A Delay-Aware Heartbeat Scheduling Mechanism for Cloud Datacenter
Ming Tang,Ling Wang,Chunlei Xu,Haodong Zou,Chenwei Su,Mingtao Ji
DOI: https://doi.org/10.1109/icdsca56264.2022.9987900
2022-01-01
Abstract:Recently, the existing distributed systems such as big data processing systems (Spark, Hadoop, etc.) and distributed training systems (Pytorch, Parameter Server, Tensorflow, etc.) need to send heartbeat packets to monitor the operation of tasks and detect the status of nodes. This paper studies the problem of how to design an efficient heartbeat mechanism for cloud datacenter, and we provide a new vision for solving this issue through the programmable switch.
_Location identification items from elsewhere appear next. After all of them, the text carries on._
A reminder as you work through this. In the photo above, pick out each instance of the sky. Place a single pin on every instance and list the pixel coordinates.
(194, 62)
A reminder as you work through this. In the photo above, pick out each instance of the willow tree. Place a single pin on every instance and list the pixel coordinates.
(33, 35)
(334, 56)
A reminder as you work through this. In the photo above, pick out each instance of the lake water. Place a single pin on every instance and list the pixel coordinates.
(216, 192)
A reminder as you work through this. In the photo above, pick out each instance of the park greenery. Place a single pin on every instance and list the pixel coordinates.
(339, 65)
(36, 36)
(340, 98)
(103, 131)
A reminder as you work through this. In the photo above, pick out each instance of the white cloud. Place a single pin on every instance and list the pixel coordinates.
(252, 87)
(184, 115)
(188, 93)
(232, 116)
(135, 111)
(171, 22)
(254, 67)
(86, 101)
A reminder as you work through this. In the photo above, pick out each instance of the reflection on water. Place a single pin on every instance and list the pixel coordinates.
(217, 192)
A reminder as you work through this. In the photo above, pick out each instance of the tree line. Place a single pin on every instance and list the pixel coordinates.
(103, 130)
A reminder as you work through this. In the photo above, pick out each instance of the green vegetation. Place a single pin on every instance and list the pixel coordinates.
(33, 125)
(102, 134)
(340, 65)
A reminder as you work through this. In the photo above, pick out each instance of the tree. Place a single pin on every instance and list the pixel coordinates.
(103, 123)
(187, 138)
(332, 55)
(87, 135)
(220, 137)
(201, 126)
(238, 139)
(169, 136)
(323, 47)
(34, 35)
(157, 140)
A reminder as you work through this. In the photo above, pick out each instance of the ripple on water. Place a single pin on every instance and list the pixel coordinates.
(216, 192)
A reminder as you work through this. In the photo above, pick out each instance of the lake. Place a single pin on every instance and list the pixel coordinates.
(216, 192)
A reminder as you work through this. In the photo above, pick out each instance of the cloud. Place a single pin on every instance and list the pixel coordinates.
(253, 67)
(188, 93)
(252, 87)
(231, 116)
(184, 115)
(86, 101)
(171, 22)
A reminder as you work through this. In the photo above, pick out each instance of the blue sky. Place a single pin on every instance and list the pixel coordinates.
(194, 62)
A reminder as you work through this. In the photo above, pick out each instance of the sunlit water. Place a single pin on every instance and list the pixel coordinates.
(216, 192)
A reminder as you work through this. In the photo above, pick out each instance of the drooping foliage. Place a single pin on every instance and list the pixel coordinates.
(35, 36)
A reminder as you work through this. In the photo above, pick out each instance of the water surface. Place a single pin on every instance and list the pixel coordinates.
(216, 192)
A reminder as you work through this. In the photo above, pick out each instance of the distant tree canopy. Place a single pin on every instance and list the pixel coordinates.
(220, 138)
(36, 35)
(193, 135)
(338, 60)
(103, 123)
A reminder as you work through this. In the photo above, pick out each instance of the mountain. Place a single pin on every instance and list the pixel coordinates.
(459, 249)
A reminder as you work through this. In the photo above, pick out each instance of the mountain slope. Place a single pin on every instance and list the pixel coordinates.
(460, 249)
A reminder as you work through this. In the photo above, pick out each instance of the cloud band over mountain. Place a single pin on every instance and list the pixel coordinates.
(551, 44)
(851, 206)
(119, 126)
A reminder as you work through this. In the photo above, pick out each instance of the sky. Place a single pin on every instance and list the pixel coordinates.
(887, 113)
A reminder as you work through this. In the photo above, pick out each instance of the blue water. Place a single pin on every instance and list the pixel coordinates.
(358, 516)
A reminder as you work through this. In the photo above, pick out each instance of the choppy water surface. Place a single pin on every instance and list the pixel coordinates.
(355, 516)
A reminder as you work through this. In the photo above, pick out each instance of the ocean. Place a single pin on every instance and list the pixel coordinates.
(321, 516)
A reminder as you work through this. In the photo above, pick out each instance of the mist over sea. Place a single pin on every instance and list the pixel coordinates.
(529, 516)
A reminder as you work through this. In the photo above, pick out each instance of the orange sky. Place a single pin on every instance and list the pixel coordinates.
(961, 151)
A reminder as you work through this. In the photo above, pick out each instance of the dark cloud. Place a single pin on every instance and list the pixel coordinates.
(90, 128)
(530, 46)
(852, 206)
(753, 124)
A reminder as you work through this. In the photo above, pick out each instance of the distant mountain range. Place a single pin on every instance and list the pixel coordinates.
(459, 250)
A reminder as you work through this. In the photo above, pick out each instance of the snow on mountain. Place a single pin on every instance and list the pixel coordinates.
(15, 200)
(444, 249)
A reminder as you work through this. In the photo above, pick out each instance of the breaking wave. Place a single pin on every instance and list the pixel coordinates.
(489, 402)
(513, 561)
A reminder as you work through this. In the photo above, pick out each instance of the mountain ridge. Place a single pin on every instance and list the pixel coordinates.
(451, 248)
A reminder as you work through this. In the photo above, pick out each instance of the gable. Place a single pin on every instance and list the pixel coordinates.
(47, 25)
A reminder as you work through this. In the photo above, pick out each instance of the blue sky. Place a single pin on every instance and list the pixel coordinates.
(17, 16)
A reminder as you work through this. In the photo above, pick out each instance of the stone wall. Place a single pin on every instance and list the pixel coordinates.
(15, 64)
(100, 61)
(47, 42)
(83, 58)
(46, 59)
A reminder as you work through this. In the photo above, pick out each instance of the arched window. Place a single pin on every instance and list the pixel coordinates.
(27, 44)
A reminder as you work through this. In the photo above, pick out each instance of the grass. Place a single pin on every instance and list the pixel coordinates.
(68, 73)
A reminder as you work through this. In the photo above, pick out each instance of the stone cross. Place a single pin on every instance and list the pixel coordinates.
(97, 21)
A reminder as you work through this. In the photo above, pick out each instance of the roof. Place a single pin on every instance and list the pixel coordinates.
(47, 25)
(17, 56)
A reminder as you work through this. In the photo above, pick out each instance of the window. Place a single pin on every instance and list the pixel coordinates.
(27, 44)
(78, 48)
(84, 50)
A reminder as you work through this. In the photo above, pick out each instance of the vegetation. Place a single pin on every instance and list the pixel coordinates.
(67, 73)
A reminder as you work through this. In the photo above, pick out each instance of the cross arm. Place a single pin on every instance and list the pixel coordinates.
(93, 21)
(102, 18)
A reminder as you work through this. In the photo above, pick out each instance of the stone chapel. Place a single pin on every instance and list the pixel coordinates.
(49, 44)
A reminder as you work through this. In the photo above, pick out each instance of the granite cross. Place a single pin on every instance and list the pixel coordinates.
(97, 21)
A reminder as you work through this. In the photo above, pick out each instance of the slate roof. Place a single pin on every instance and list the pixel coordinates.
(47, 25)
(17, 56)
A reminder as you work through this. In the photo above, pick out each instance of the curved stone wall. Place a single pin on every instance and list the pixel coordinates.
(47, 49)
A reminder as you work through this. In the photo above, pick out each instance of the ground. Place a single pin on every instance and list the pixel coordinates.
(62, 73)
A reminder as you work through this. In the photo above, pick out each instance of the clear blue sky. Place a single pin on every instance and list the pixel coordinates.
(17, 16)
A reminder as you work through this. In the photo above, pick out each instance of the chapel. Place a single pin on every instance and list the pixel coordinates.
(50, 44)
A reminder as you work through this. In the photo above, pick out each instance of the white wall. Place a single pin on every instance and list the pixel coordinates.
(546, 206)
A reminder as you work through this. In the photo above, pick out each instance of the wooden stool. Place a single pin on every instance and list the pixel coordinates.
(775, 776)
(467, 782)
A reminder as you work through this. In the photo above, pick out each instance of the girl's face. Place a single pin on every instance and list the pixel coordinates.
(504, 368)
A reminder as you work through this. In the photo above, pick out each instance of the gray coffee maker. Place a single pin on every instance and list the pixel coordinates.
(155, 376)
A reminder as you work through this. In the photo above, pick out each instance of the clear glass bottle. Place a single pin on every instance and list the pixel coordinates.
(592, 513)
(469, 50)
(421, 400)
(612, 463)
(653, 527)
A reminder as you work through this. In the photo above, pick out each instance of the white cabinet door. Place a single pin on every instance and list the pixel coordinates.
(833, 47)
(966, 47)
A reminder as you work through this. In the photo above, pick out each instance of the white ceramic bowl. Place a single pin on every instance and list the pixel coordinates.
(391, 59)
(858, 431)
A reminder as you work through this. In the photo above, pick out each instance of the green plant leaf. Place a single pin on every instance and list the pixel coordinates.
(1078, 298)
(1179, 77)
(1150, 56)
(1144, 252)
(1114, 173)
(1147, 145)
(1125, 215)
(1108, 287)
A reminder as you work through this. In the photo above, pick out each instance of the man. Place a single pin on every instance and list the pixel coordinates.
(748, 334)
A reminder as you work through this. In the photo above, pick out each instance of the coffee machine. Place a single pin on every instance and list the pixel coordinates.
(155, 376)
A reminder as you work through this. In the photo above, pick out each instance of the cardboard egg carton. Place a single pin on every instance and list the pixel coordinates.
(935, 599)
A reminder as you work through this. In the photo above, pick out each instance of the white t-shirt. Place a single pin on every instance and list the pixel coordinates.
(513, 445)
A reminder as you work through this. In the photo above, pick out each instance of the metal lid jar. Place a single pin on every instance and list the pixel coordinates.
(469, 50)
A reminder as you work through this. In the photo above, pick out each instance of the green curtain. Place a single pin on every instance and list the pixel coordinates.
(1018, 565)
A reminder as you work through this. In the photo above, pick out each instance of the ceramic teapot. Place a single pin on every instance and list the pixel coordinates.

We firstly analyzed the format of the heartbeat packet and the aggregation process of heartbeat packets. Based on these, we designed an adaptive heartbeat mechanism by establishing an optimization problem with the goal of minimizing the aggregation cost. Furthermore, a heuristic scheduling algorithm is proposed and implemented on the simulation platform. The simulation results show that our proposed algorithm performs much better than the default heartbeat mechanism. That is, our proposed algorithm can effectively reduce the processing overhead and the network load.